REPUBLIKA.CO.ID, SEMARANG -- Bahasa lokal, termasuk bahasa daerah beserta variasi dialeknya, harus dipertahankan sebagai pembangun identitas, kata Kepala Balai Bahasa Jawa Tengah Pardi Suratno.
"Orang Jawa, misalnya, diidentifikasi dari bahasa yang digunakan sehari-hari. Orang Bugis dikenal karena berbahasa Bugis, kemudian orang Madura, Sunda, dan sebagainya," katanya di Semarang, Kamis (3/9).

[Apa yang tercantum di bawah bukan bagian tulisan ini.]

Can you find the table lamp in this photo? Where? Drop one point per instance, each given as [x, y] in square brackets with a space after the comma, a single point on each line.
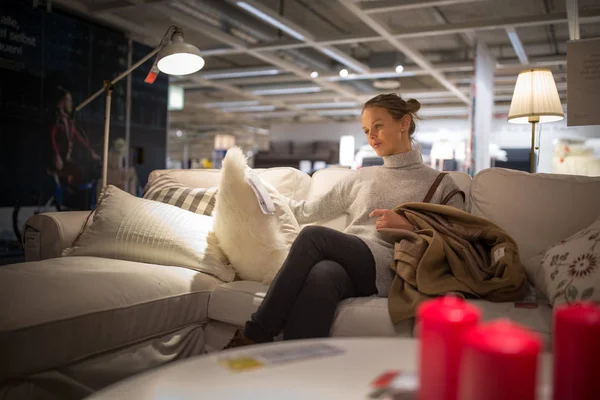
[175, 57]
[535, 100]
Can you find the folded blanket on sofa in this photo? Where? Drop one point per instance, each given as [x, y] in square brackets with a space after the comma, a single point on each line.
[451, 251]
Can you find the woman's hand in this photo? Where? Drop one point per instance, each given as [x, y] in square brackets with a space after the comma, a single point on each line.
[58, 163]
[391, 220]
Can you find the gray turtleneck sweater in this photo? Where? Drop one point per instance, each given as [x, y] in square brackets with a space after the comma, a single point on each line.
[403, 178]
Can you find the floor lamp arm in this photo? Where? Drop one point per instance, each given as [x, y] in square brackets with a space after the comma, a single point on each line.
[107, 89]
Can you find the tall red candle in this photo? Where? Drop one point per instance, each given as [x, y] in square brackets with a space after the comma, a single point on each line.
[442, 324]
[576, 343]
[499, 362]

Hal tersebut diungkapkannya usai kegiatan Language Maintenance and Shift (Lamas) V bertema "The Role of Indigenous Language in Constructing Identity" yang berlangsung pada tanggal 2--3 September 2015.
Menurut dia, bahasa merupakan wadah kebudayaan yang mencerminkan identitas pemiliknya, termasuk bahasa daerah, sehingga harus terus diajarkan, dilestarikan, dan dimanfaatkan dalam kehidupan sehari-hari.
"Kalau di Jateng, kami mengapresiasi dengan adanya Peraturan Daerah Nomor 9/2012 tentang Bahasa, Sastra, dan Aksara Jawa. Ini merupakan wujud kepedulian terhadap pelestarian bahasa daerah," katanya.
Bahasa daerah yang digunakan di Jawa Tengah secara umum, kata dia, adalah bahasa Jawa. Namun, karena wilayah yang luas dan pengaruh kekuasaan zaman kerajaan, tercipta berbagai dialek bahasa.
"Berbagai dialek itu, misalnya bahasa Jawa Solo yang standar, kemudian ada dialek Banyumasan, Tegal, Pati, dan sebagainya. Umumnya, dialek-dialek ini berkembang di daerah pesisir," katanya.
Sejalan dengan regulasi itu, kata dia, masyarakat lokal diperbolehkan untuk mengajarkan, melestarikan, dan memanfaatkan dialek-dialek khas yang diwariskan leluhurnya itu kepada generasi muda.
"Jadi, di Banyumas atau Tegal, misalnya, tidak harus mengajarkan bahasa Jawa sebagaimana Solo. Namun, mengajarkan dialek-dialek khas setempat, termasuk pula kesenian dan adat istiadatnya," katanya.
Pardi juga mengingatkan bahwa bahasa daerah tidak hanya terdapat di Indonesia, tetapu juga terdapat di berbagai negara lain yang memiliki ciri khas tertentu, belum termasuk dialek yang menjadi variasinya.
"Oleh karena itu, kami undang mereka semua dalam Lamas ini yang menjadi ajang pertemuan dan komunikasi para pemerhati bahasa lokal, bahasa daerah di seluruh provinsi, termasuk luar negeri," katanya.
Kegiatan tahun yang sudah rutin digelar sejak lima tahun lalu itu dihadiri oleh para pengajar bahasa daerah, bahasa Indonesia, dan bahasa asing dari berbagai perguruan tinggi di Indonesia dan luar negeri.
"Dari luar negeri, ada pengajar dari Amerika Serikat, India, Libya, dan Malaysia. Kalau total peserta yang hadir ada 108 orang. Semua peserta diwajibkan untuk menyusun dan menyampaikan makalah," ungkapnya.